GOD, KAVANAUGH AND GOP GRIEVANCE
Unable to stop Jackson’s confirmation, Republicans at least want to show Americans they gave the judge a fair hearing — unlike the explosive session over Judge Brett Kavanaugh’s nomination when he was accused by Democrats of sexual assault as a teenager, charges he strongly denied.
Republican Sen. Lindsey Graham of South Carolina dredged up decades-old grievances over the way conservative nominees have been treated, back to Ronald Reagan’s failed nomination of Robert Bork.
In one heated exchange, he asked Jackson deeply personal questions about her Protestant faith.

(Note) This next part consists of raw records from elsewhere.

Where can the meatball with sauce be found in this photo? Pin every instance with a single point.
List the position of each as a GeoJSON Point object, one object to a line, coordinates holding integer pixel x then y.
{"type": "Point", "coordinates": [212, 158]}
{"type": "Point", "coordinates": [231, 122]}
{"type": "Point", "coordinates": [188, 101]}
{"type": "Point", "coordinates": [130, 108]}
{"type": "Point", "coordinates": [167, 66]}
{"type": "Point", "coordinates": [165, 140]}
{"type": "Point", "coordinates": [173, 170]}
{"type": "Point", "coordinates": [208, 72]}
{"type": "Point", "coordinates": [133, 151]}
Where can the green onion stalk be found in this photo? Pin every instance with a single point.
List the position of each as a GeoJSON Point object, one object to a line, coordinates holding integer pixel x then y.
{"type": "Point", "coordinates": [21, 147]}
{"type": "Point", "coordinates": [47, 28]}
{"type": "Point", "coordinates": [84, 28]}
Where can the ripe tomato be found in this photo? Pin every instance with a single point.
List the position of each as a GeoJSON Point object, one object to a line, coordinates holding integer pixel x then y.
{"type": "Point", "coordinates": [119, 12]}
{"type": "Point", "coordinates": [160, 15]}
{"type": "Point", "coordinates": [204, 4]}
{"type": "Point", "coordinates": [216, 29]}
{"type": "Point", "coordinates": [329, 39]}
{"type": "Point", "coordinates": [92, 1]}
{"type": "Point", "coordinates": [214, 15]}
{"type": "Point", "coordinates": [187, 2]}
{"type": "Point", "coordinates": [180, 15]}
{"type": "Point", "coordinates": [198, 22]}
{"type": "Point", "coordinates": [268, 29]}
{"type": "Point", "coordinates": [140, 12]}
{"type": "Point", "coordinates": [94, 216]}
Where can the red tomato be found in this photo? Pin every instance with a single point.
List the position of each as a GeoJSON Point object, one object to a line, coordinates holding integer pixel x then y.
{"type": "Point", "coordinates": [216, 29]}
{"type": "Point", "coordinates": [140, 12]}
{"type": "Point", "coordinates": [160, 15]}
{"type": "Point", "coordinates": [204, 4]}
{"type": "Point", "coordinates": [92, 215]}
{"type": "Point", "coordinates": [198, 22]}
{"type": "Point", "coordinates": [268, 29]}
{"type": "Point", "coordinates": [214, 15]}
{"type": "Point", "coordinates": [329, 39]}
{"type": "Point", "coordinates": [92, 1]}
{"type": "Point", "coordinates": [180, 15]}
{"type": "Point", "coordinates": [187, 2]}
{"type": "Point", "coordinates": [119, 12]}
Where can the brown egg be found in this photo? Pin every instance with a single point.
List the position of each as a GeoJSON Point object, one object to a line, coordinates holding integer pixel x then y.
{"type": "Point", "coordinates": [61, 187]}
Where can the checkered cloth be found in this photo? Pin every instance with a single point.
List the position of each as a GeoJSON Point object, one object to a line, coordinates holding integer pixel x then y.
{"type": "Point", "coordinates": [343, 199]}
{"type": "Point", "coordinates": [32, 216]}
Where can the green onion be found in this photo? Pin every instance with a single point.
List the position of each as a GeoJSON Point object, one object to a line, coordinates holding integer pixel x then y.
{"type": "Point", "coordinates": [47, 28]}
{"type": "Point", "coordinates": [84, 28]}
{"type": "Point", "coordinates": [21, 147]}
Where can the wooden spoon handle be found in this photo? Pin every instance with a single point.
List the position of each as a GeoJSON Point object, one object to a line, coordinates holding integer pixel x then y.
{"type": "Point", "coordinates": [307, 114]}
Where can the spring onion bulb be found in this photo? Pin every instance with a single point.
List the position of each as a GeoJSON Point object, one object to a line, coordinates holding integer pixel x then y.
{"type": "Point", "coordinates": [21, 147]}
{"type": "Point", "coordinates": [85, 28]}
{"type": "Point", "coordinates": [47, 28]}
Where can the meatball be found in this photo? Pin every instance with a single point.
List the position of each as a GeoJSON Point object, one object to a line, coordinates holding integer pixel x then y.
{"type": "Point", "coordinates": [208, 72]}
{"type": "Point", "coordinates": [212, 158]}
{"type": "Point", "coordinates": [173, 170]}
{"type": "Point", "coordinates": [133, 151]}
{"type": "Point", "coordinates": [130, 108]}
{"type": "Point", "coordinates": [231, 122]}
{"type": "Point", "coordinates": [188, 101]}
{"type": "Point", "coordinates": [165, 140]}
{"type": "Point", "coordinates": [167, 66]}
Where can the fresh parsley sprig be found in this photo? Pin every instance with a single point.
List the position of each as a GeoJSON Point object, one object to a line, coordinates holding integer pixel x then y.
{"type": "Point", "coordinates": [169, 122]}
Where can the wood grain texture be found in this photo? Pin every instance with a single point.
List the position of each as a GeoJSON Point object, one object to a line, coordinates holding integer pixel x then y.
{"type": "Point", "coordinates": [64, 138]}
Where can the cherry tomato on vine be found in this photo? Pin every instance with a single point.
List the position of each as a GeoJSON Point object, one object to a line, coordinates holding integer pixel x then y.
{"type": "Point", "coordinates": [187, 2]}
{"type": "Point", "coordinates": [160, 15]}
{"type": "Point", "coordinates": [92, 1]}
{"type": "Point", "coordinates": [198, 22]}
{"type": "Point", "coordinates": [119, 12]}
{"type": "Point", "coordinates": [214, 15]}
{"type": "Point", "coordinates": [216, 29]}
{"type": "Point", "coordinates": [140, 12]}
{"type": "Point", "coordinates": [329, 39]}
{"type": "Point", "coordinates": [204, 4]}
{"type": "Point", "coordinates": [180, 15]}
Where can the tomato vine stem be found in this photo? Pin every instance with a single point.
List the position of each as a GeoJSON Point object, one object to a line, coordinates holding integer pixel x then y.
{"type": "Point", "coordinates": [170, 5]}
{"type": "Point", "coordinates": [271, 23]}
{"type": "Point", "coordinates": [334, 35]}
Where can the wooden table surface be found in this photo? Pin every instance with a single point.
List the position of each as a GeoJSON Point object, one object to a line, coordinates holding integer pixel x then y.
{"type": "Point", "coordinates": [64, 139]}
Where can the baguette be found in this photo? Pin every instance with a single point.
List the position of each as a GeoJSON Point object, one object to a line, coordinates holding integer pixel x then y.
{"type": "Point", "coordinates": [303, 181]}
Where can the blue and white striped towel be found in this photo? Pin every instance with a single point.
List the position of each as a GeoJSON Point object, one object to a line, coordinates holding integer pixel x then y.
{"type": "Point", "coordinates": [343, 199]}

“As you know, there’s no religious test in the Constitution,” Jackson told the senator.
“Well, how would you feel if a senator up here said of your faith that ‘the dogma lives loudly within you’?” Graham said later, reviving Feinstein’s 2017 remarks about Barrett’s conservative Catholic beliefs.
It’s kind of double standard, he said, that portrays any conservative as “some kind of weirdo.”
He said, “We’re tired of it.”
MLK’S VISION
It’s taken 233 years to arrive at this moment, with the first Black woman nominated to be a justice on the Supreme Court. Jackson’s own story is part of that history.
Responding to the top Republican Sen. Chuck Grassley of Iowa about a speech she had delivered citing Rev. Martin Luther King Jr., she told the senators how one generation could go from the racially segregated schools her parents attended in Florida to her sitting before the Senate, nominated to the high court.
“The fact that you can come that far was, to me, a testament to the hope and the promise of this country, the greatness of America,” she said.